By: Phil Kernen
The rapid increase in inflation seen in 2021 has raised awareness of the price of another financial indicator and how negative they are, real rates. What are real interest rates, and how are they different from the rates we see and reference every day?
The Fisher Effect’s economic theory describes the relationship between nominal interest rates, inflation, and real interest rates. Quoted market levels and lending agreements reference nominal rates. U.S. Treasury bonds, mortgage rates, and auto financing rates are nominal rates that account for inflation. Real rates remove inflation and leave us with a more meaningful comparison point across periods. Lending agreements do not reference real rates, but real rates offer a more accurate measure of purchasing power progress.
For example, say you borrow money to buy a house at 3%, and inflation is 2%. The nominal rate for your loan is 3%, and the real rate is 1% (3% less 2% inflation). Now say your nominal mortgage rate is 3%. The most recent inflation measures for 2021 showed the Consumer Price Index increasing 7%, so the new real borrowing rate is -4%. Assuming the inflation rate stays elevated over the life of your loan, the lender will have less purchasing power after inflation, and the borrower will have paid off their fixed rates loan with inflated money.
Imagine receiving a 5% nominal raise at work for 2022, and inflation is 2%. Your real rate of wage increase is 3%, bringing you more purchasing power. However, considered against 7% CPI, your raise is now a purchasing power loss of -2% due to inflation. Low unemployment has finally raised wages for skilled and unskilled labor. Unfortunately for too many workers, higher inflation turns those overdue wage increases into reduced purchasing power.
The difference between nominal and real applies to economic growth measurements too. Nominal GDP growth accounts for inflation, whereas real GDP adjusts inflation out. According to the Bureau of Economic Analysis (BEA), for 2021, nominal GDP (the BEA calls it current-dollar GDP) was 10%, but real GDP growth was 5.7%. Real growth allows you to compare periods across time to see how productivity grows without being misled by increasing price levels.
Federal Reserve policy impacts nominal rates directly and real interest rates indirectly. The Fed sets the overnight nominal interest rate, currently 0%. It also purchases U.S. Treasury notes to keep rates used for terms longer than overnight lower and purchases Mortgage-Backed Securities to help lower home borrowing rates. These actions offer more liquidity to market participants to increase economic activity.
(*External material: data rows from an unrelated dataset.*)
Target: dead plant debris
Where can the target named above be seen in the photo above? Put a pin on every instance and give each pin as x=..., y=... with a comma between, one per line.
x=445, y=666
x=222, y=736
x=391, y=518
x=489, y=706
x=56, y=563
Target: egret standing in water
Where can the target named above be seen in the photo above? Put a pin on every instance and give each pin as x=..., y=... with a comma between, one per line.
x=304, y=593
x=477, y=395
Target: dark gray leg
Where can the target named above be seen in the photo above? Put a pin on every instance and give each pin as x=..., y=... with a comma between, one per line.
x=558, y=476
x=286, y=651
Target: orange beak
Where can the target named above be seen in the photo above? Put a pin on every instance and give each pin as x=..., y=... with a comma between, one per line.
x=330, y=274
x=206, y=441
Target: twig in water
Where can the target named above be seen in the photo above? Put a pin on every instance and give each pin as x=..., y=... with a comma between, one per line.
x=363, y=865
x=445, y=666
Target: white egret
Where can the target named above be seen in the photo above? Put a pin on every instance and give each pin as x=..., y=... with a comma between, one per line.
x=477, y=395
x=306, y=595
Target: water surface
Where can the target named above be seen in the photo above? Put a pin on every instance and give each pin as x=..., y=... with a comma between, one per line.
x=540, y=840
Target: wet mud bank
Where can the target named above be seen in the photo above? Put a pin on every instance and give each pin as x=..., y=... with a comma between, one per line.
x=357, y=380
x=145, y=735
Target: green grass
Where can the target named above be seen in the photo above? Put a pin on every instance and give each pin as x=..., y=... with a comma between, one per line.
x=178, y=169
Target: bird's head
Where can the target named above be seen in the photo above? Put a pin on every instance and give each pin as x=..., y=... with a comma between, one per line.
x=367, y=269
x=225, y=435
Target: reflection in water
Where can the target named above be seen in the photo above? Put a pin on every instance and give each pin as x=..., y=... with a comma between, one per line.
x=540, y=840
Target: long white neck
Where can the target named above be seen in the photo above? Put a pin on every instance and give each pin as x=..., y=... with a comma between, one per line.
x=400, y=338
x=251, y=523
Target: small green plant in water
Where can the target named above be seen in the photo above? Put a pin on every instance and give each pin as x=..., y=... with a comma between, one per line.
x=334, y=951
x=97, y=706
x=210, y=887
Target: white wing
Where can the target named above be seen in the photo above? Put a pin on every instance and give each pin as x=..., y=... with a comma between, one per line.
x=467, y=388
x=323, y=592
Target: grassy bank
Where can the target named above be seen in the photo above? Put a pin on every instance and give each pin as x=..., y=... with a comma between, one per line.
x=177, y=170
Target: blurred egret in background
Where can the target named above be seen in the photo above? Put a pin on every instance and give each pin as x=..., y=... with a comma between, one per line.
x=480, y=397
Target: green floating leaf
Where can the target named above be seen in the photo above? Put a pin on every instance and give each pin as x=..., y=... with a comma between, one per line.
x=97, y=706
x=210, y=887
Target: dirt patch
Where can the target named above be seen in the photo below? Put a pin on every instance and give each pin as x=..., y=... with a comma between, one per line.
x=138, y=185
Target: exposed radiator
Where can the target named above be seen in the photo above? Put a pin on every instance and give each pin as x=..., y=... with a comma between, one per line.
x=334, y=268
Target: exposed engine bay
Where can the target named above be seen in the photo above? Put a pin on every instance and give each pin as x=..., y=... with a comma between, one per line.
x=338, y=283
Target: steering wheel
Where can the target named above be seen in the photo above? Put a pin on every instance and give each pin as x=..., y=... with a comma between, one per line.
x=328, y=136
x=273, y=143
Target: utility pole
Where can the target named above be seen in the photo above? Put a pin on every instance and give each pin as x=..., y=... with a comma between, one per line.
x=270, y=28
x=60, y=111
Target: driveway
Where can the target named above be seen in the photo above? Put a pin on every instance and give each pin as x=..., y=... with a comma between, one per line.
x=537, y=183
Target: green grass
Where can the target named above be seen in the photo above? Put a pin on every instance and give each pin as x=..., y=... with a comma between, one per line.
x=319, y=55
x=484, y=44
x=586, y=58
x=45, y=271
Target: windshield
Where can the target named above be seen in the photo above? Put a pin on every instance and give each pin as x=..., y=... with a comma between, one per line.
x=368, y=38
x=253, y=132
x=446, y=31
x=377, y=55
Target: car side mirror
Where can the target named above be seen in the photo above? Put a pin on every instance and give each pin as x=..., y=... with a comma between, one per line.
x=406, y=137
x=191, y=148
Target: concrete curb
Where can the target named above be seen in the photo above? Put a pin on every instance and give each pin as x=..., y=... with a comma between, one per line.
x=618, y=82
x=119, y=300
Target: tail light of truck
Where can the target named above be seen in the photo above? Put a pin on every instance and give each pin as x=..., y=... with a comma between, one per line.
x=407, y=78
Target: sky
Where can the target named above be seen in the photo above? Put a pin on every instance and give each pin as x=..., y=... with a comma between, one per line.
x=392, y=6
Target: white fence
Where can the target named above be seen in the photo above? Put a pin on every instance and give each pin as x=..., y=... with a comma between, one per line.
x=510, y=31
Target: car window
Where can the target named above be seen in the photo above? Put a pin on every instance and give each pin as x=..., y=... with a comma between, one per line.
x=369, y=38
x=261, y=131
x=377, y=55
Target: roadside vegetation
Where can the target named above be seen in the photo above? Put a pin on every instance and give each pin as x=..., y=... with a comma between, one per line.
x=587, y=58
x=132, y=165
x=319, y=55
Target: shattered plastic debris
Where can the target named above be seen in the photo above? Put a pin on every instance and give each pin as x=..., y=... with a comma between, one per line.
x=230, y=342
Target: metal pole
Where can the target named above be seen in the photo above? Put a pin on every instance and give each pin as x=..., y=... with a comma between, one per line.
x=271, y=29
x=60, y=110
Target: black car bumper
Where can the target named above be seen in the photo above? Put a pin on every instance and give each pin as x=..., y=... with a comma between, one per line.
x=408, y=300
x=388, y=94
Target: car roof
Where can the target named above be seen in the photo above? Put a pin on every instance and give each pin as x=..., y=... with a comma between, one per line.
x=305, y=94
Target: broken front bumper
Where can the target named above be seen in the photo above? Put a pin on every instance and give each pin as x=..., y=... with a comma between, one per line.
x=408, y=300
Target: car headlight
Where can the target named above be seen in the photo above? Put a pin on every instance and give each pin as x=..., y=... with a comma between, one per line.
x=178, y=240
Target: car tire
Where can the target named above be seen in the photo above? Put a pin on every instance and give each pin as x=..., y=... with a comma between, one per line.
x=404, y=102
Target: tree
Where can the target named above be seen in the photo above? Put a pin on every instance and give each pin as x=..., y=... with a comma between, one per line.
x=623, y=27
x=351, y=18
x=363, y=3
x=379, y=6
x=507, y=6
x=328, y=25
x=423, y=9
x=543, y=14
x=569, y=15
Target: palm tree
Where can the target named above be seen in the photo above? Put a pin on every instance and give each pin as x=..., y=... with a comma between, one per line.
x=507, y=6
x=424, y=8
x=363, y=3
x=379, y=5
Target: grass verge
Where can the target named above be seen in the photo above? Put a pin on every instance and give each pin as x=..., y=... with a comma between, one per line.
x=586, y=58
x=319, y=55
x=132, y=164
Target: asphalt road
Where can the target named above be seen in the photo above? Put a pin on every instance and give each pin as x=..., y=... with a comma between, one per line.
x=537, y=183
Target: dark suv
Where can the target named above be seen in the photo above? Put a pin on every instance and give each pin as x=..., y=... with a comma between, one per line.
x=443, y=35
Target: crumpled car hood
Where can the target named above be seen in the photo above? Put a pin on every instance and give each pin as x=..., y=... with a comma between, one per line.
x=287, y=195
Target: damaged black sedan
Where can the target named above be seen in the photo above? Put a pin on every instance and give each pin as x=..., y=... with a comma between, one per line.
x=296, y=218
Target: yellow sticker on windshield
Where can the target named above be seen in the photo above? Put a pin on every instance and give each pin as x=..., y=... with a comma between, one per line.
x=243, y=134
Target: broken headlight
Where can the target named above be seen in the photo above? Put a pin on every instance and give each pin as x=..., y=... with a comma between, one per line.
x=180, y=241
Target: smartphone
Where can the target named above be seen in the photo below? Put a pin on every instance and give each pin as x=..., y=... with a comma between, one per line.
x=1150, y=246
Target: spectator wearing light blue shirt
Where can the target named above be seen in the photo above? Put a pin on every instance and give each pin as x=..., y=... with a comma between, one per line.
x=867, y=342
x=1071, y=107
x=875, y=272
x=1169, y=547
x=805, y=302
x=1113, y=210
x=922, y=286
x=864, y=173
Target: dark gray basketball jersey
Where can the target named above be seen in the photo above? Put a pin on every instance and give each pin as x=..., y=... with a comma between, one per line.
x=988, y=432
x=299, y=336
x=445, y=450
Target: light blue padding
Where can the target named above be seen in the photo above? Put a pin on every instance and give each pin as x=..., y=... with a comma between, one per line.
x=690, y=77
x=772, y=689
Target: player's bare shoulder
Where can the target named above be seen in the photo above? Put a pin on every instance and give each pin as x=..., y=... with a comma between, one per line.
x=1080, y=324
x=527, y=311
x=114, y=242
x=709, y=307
Federal Reserve policies also impact the stable value of money, and sometimes these policies go too far for too long in one direction, which is where we are now. Higher inflation forces us to return attention to real rates because it drives them down without the Fed intending to do so. At the same time that the Fed will be raising nominal rates, it may find itself in the uncomfortable position of having presided over the highest inflation readings in four decades and pushed real rates to their lowest point ever.
Pay attention to real rates. If the Fed can’t wrangle inflation and raise them along with nominal rates, their monetary policy will stay as easy as ever.